For 20 years Israel, assuming it could not destroy Hamas had tried to manage them. One year it might deter them with threats, another year it might degrade them with air strikes, and on the occasional year, it would reward “good behaviour” with thousands of work permits for Gazans thus relieving political pressure on Hamas. It worked, until to their absolute shock and horror, it didn’t.
Now Israel intends not to manage the threat but to remove it – temporarily. The Israeli government has faced criticism for not concentrating on “the day after” – as in what to do when they have finished dismantling Hamas. However, it is naive to think they have not factored it in.
It’s a question of priorities. After Oct 7, Israel can’t just “manage”. As early as Oct 8, the government said Israel’s goal was now to destroy Hamas so that it cannot threaten people “for many years”. They are not fools, they know Hamas, in one form or another, can reconstitute and come back. They are buying time, just as in 2006 they bought 17 years of time by inflicting enough pain on Hezbollah in Lebanon to deter it from launching serious attacks against Israel (until last month). If they can take Hamas apart, there will be time to work out who governs in Gaza.

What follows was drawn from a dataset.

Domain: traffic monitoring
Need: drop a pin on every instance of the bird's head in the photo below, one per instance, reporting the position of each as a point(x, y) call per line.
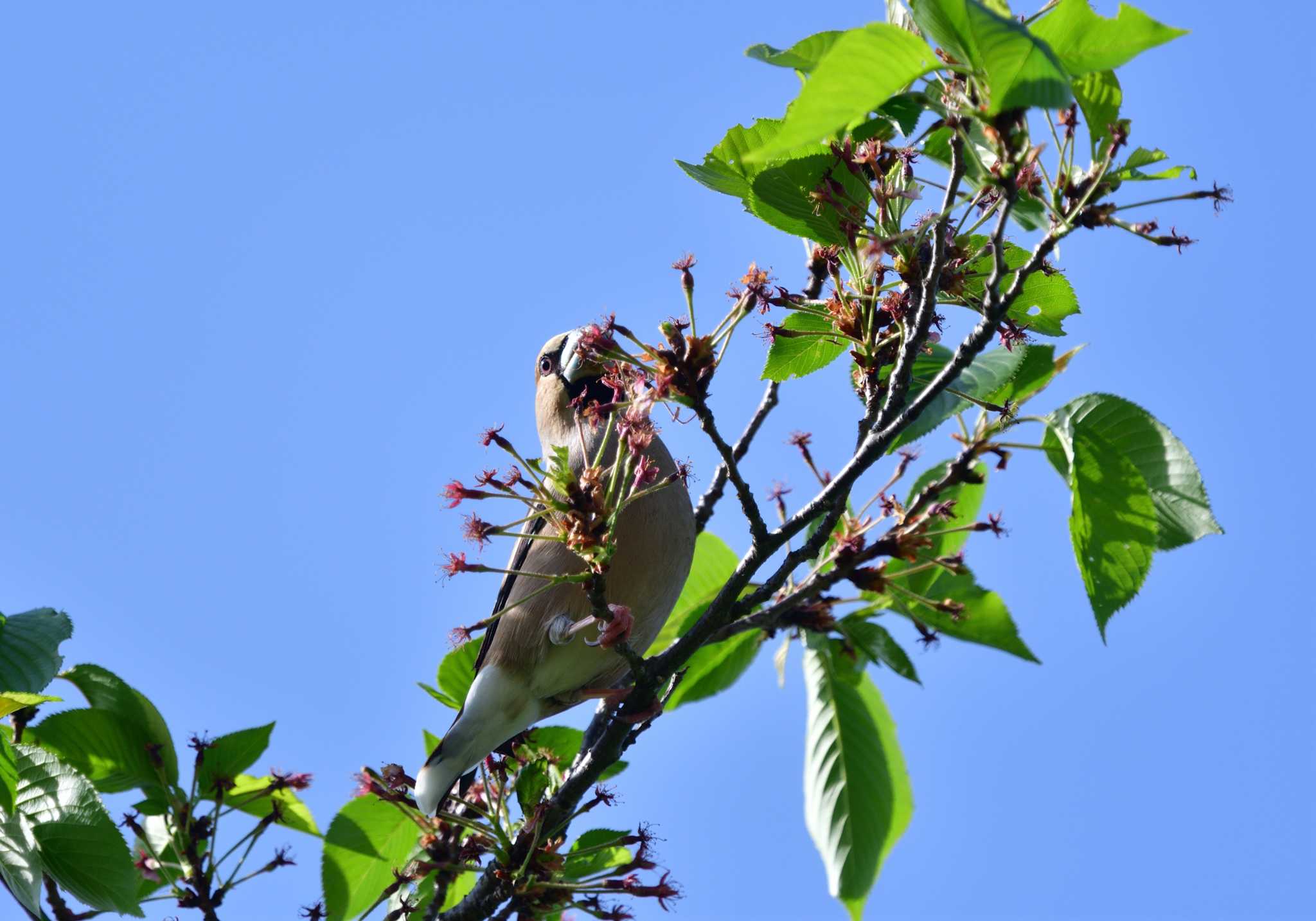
point(561, 375)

But now we are in the “time for war”. A time where the cold logic of strength and weakness means Israel must demonstrate it is willing to use extreme violence to defeat its enemies knowing that if it does not – it is at the beginning of its end.
Hamas, perhaps having gambled and lost that its hostage taking might deter Israel, must try to bring the whole house down and bring in Hezbollah, Syria, and even Iran, to save its own skin despite the cost of thousands of lives. At time of writing Hezbollah is calibrating its military action on Israel’s border to a degree short of triggering war with Israel, and Iran, having lit the fire, seems to prefer to watch things burn as opposed to being burnt. Tehran needs Hezbollah intact as an insurance policy against Israel attacking its nuclear facilities in the future. The governments of the Sunni Arab states mostly loathe Hamas and in private will be happy to see them taken apart even if they must pay lip service to large sections of public opinion on the Arab street.
That is the big power politics of the crisis. On the ground there are those who believe they are doing God’s work. When this round is over, the Israeli political system will again struggle to rein in its true believers. An even bigger challenge will be to Palestinian society which, yet again, having suffered thousands upon thousands of dead, may ask the question – if Israel is the problem – is the messianic, end of days belief system of Hamas the solution?